Fig.9 knocking out gene yca1
Fig.10 Verify whether the gene is successfully knocked out
  • 1. Left homologous arm of Δyca1(500bp)
  • 2: Right homologous arm of Δyca1(500bp)
  • 3: wide-type
  • 4: wide-type

Based on the result, we determined that there was no mistake in the process of knocking out yca1 gene and that the yca1 gene was knocked out indeed.

If the growth of Δyca1 and yno1-Δyca1 was better than that of WT and yno1, it can be concluded that knocking out yca1 gene can improve yeast tolerance to H2O2. We diluted seed liquid to OD600 at 2, which was Saccharomyces Cerevisiae of overexpressing yno1 gene and lacking the yca1 gene (yno1-Δyca1) and strains of overexpressing yno1 gene (yno1) as control group. And then adjust the concentration of H2O2 in the seed liquid to 0 mM, 1 mM, and 2 mM respectively. The yeasts were cultured for 16h. Take samples every 2-4h. Its OD600 was measured by the ultraviolet spectrophotometer. OD600 reflected a growth of yeasts which can judge whether yca1 knockout can improve yeast tolerance to H2O2. The results are shown as follow:

Fig.11 Strain Growth Curve under 0mM H2O2 Stress
Fig.12 Strain Growth Curve under 1mM H2O2 Stress
Fig.13 Strain Growth Curve under 2mM H2O2 Stress
Figure.14 The OD600 of strains at 12h under 0mM, 1mM, and 2mM H2O2 Stress stress

As Figure.11~ Figure.14 shown, comparing the growth curves of yno1 and yno1-∆yca1 under H2O2 stress with 0mM, 1mM and 2mM, we can see that, the growth of strain knocking out yca1 is always better than the strain without knocking out yca1 after overexpressing yno1.
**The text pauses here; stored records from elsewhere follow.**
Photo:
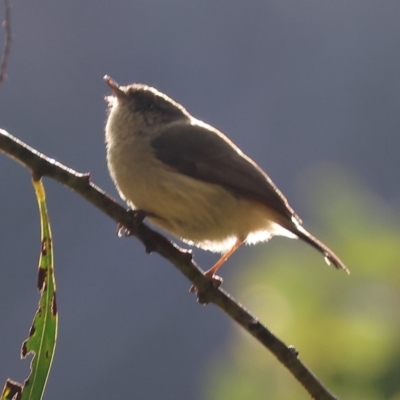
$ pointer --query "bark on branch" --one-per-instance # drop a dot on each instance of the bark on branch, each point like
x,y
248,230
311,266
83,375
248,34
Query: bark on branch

It can be concluded that knocking out yca1 can improve our engineering strain tolerance to H2O2.

Knock out yca1 gene can increase the yeast tolerance to hydrogen peroxide.

To summarize briefly, overexpress ndi1/yno1 can accumulate ROS successfully, also, knocking out gene yca1 can improve the tolerance to high level of ROS content.